Ausflugs-Tipp

Vom Bahnhof Spandau bis zum Grimnitzsee

Immer an der Havel entlang führt der Spaziergang aus dem Zentrum Spandaus zum beschaulichen Grimnitzsee.

Wir starten am Bahnhof Spandau und gehen am Ausgang an der Seegefelder Straße nach rechts, überqueren die Klosterstraße und laufen weiter geradeaus, bis wir im Stabholzgarten am Havelufer ankommen. Der Name der kleinen Grünanlage erinnert an Zeiten, in denen der Platz zur Holzlagerung genutzt wurde. Dort biegen wir nach rechts ab, laufen unter der Bahnbrücke und der Dischingerbrücke hindurch und können jetzt den am Schifffahrtsufer liegenden Binnen-Lastkähnen, Ausflugs- und Flusskreuzfahrtschiffen ins Fenster gucken. Das Flusskreuzfahrt-Terminal , das vor vier Jahren vorübergehend still gelegt worden war, ist seit dieser Saison wieder geöffnet.

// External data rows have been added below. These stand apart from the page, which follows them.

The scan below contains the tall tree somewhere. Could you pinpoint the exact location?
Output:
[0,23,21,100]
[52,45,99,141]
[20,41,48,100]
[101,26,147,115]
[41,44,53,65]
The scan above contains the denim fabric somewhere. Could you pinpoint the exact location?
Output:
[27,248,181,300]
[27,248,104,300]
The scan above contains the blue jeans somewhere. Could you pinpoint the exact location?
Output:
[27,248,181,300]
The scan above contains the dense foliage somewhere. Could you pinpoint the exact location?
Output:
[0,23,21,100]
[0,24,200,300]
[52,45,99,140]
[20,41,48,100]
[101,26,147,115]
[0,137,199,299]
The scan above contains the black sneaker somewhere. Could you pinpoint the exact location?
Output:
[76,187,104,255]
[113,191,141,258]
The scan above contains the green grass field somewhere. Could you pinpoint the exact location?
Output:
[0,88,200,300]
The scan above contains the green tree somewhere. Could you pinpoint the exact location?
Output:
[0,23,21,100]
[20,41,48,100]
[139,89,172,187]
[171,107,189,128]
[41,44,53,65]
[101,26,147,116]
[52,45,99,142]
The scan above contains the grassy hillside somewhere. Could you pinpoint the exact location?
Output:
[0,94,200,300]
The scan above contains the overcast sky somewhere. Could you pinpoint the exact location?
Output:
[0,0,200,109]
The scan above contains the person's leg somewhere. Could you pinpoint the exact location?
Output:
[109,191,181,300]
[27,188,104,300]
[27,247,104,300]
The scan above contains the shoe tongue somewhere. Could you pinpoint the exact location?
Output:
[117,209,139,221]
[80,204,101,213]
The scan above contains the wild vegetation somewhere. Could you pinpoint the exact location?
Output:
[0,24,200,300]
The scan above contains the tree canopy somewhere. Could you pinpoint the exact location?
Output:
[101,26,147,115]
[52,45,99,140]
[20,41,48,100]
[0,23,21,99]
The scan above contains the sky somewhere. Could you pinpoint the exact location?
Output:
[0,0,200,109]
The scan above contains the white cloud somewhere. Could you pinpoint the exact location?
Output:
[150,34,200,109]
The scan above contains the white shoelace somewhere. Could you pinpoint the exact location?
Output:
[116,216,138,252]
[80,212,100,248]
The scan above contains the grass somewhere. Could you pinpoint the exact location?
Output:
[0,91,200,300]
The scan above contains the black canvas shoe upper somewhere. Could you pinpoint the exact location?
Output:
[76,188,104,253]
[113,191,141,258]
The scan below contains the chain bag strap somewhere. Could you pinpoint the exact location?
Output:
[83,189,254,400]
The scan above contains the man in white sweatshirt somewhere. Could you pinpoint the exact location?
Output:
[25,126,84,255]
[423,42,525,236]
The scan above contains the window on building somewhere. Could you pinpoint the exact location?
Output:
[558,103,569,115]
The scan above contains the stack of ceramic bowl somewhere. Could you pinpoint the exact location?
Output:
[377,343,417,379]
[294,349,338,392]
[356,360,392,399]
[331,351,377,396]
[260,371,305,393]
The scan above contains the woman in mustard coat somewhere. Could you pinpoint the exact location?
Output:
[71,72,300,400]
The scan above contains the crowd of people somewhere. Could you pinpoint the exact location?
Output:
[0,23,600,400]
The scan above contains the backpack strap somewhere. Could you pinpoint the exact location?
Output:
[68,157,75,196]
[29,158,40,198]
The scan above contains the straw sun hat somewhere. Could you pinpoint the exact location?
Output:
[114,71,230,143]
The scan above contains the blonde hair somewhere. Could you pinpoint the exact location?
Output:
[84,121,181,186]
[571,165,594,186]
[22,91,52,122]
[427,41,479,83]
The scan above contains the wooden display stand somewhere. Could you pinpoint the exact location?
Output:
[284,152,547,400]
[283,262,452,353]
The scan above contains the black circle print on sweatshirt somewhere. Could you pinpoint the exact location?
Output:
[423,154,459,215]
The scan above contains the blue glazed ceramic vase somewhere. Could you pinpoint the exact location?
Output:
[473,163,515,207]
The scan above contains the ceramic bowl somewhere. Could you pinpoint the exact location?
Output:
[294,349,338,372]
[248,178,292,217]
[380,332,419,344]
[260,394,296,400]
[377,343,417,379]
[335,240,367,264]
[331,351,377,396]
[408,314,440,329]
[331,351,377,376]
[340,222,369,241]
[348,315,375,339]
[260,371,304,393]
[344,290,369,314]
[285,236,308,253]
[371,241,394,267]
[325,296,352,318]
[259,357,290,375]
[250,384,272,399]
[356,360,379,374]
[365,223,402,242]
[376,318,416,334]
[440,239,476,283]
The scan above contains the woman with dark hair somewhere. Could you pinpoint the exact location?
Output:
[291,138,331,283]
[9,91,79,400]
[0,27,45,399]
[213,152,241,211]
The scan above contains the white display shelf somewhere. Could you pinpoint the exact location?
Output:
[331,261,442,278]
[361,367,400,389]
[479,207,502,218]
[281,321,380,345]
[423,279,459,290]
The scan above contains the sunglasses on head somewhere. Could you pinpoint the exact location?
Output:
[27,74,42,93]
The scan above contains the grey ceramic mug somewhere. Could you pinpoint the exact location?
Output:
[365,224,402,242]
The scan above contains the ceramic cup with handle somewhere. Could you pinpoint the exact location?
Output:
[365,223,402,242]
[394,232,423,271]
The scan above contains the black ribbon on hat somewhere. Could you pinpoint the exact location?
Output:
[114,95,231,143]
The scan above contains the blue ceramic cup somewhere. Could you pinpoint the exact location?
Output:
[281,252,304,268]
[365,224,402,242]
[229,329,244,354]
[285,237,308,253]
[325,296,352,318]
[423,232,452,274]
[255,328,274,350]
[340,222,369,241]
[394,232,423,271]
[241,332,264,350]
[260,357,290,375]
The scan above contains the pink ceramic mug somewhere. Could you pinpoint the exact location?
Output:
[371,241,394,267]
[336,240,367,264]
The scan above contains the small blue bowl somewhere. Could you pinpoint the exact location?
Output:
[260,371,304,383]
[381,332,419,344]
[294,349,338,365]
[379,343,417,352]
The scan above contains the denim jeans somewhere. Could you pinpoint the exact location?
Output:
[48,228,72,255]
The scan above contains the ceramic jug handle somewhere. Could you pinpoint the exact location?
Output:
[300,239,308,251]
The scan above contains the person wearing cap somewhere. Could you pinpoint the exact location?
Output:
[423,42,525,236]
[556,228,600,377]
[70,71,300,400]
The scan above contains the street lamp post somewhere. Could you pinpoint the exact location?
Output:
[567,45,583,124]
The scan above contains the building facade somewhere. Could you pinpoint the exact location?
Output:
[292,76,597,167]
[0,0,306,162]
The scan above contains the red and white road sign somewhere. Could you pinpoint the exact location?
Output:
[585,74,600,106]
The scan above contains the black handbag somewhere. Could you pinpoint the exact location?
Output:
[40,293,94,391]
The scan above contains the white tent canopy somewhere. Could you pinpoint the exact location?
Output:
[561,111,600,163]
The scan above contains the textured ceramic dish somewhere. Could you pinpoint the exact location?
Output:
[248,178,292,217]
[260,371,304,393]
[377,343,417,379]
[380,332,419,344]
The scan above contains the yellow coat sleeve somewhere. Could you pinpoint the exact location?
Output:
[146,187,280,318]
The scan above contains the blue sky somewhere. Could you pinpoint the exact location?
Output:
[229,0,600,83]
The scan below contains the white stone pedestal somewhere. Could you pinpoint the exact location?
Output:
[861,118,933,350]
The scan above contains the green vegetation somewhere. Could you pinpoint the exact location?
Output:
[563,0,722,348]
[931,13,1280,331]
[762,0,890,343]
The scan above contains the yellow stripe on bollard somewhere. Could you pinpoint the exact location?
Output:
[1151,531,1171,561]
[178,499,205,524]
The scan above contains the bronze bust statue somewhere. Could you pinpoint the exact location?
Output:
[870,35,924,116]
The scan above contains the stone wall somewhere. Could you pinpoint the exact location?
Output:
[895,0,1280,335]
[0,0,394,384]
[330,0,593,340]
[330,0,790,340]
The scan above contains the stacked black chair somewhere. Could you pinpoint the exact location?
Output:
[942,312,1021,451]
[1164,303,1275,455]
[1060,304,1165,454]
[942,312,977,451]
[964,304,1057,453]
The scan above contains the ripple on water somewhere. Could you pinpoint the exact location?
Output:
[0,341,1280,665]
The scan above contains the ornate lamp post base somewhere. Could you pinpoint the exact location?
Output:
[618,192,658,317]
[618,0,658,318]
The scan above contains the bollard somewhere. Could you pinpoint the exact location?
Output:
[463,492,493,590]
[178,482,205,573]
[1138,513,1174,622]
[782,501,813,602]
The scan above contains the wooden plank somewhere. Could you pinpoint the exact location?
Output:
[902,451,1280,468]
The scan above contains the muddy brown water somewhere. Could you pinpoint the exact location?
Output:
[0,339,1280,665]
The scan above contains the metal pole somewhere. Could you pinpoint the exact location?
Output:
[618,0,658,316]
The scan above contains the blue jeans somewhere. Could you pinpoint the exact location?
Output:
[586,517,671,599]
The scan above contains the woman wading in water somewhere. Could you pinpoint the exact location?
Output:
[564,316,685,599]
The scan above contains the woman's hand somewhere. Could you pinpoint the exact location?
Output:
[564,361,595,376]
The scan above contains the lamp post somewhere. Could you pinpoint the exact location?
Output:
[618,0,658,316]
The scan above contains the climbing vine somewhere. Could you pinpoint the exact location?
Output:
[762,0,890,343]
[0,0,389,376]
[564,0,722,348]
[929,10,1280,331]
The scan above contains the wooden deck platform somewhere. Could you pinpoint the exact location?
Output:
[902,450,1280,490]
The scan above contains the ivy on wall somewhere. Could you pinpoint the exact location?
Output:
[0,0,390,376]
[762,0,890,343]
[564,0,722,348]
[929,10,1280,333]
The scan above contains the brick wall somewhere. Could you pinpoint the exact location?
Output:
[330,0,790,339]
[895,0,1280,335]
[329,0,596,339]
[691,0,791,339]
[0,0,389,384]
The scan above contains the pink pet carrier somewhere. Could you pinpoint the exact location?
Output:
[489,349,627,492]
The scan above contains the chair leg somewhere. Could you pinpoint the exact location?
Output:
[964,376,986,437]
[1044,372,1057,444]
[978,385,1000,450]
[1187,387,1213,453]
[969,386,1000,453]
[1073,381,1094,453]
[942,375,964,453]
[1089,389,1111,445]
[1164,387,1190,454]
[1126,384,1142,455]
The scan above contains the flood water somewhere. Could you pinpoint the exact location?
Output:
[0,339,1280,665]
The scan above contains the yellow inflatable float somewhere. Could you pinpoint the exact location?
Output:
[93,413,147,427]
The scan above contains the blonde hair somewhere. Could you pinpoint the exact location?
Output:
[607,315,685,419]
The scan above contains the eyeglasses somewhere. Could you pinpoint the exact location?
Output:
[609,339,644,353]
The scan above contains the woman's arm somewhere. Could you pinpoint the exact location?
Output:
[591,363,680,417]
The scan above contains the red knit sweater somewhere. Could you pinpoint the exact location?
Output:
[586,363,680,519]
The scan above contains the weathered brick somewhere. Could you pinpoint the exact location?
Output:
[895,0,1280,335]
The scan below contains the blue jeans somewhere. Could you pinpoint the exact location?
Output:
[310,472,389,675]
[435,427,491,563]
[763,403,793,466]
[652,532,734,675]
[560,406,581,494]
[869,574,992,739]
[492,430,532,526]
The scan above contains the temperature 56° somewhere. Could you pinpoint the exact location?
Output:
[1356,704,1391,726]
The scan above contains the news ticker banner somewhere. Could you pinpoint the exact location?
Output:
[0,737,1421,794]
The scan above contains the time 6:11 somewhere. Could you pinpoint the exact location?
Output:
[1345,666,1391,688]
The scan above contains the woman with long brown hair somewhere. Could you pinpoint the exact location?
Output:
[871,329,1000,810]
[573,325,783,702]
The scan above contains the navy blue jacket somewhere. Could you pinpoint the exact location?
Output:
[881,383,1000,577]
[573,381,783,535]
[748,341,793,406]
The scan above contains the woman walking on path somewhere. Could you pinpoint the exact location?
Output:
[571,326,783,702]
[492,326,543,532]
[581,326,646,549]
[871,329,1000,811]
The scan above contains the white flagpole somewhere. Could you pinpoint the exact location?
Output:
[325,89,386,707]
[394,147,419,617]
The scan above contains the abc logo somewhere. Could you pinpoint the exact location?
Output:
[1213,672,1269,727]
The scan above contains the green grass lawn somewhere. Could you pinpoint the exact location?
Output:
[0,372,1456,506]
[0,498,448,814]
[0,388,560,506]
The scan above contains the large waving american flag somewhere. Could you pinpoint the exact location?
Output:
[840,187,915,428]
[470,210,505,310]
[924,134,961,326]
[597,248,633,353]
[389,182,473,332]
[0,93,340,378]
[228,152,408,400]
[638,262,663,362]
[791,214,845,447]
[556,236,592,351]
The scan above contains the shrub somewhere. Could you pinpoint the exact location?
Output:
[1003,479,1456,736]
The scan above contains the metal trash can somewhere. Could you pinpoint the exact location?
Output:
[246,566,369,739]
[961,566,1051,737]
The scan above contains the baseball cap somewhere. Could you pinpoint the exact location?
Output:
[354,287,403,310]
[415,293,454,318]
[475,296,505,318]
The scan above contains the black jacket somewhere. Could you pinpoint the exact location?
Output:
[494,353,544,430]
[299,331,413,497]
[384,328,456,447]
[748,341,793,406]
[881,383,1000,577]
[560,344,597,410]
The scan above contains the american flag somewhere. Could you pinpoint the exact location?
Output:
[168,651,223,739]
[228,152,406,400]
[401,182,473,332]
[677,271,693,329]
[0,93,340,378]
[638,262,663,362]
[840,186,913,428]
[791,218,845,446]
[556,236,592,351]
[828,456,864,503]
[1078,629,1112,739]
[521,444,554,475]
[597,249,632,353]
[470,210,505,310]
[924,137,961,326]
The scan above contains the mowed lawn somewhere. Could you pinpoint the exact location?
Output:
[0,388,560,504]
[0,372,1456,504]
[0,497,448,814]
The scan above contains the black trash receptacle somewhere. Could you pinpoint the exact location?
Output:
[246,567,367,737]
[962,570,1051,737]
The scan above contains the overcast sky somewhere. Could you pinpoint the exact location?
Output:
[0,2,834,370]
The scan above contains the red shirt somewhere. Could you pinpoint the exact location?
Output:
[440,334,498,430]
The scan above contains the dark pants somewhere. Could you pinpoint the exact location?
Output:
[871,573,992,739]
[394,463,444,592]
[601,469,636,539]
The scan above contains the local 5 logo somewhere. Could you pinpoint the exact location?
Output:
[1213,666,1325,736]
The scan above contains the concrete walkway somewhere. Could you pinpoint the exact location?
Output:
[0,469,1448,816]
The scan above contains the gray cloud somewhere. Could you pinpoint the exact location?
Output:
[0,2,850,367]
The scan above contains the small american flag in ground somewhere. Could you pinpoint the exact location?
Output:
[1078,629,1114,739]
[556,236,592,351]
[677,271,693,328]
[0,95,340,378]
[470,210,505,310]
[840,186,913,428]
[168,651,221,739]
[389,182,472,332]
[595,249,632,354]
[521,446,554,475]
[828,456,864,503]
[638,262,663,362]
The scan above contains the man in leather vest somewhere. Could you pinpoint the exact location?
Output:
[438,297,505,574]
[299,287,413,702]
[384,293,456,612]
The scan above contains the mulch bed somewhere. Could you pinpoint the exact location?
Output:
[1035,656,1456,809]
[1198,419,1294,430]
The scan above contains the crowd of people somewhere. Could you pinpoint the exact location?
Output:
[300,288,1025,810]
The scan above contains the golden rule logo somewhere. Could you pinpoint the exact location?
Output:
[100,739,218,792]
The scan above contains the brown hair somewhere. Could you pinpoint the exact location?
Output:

Wir machen einen kleinen Abstecher in die Grünanlage der Residenz Havelgarten : Das Seniorenheim wurde auf dem Gelände einer einstigen slawischen Siedlung erbaut. Bereits im 8. Jahrhundert lebten Slawen auf der kleinen Insel, im 12. Jahrhundert wurde die Siedlung aufgegeben, die Bewohner zogen nach Spandau.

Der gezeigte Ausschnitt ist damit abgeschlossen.